Traditional architectural iconography has been based on specific symbols which, by continuous repetition, reinforce the institutions they signify. SITE’s imagery is a complete inversion of this legacy — reversing the appearance of institutional security and replacing it with a message of ambiguity and equivocation.

SITE’s work often uses such phenomenological concepts as indeterminacy, entropy, fragmentation, and disorder as sources for architectural imagery. These concerns parallel, from an aesthetic standpoint, the scientific principles, of relativity, dematerialization, and infinity. As an alternative to architecture’s familiar celebrations of rational order, certain of SITE’s structures suggest that a building is conclusive (and most intriguing) at that moment of its greatest indecision.

From all indications, a distrust of technological, economic, and political establishments appears to be one of the few consolidating forces uniting contemporary American society. A responsive architectural imagery, in SITE’s view, should be a reflection of this disenchantment and a critical monitor of these declining institutions.

The term ‘De-architecture’ has been criticized as sounding negative; however, in a world where contraction and short supply will define the industrialized civilizations’ options for the future, negation has become the philosophical equivalent of a new optimism.

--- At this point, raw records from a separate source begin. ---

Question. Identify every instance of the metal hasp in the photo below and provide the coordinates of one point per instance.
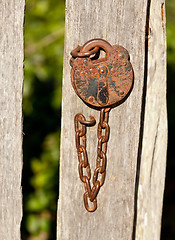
(102, 83)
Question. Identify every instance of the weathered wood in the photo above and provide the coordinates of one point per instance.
(11, 81)
(124, 23)
(153, 156)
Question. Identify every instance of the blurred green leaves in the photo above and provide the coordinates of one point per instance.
(44, 39)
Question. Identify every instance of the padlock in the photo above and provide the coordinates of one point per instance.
(101, 82)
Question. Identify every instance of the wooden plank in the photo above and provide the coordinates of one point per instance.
(153, 157)
(124, 23)
(11, 82)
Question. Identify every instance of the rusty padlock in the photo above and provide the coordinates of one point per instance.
(101, 82)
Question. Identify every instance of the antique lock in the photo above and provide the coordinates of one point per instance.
(101, 83)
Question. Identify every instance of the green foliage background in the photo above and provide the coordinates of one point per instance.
(44, 40)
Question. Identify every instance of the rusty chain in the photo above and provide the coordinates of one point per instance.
(80, 134)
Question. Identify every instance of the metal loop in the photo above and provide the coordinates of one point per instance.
(77, 52)
(95, 190)
(95, 177)
(99, 132)
(91, 193)
(81, 131)
(81, 149)
(91, 122)
(85, 197)
(88, 170)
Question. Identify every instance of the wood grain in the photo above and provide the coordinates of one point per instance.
(153, 156)
(123, 23)
(11, 82)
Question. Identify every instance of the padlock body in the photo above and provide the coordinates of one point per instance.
(103, 83)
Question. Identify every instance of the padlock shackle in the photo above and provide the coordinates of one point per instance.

In summary, SITE’s philosophy is based on a commitment to the sociological and psychological content of architecture. Without forfeiting the practical needs of shelter, it is the objective of SITE to increase the communicative level of buildings and public spaces by drawing upon sources outside of architecture’s formal, functional, and symbolic conventions.

In a world of disparity, indeterminacy, and change, it has become meaningless for architecture to persist as a celebration of inflexible services or extraneous institutions — and, even worse, as a celebration of itself. We presently lack the cultural estate and unifying ideals necessary to sustain those early 20th-century principles with any degree of urgency or confidence. As an alternative SITE proposes that, if architecture is to regain its status as a meaningful public art, it should be questioned in most of its prevailing definitions in order to become responsive to the diversity, complexity, and subconscious motivations of our pluralist society.

 

 

In: Theories and Manifestoes of Contemporary Architecture. Edited by Charles Jencks and Karl Kropf. Academy Editions, 1997.

 

With thanks to James Wines.

A multi-disciplinary group based in New York concerned with architecture and environmental art, SITE came to define their work as ‘de-architecture’. The idea was set out by SITE principal James Wines in several articles in Architecture + Urbanism in 1974 and 1975.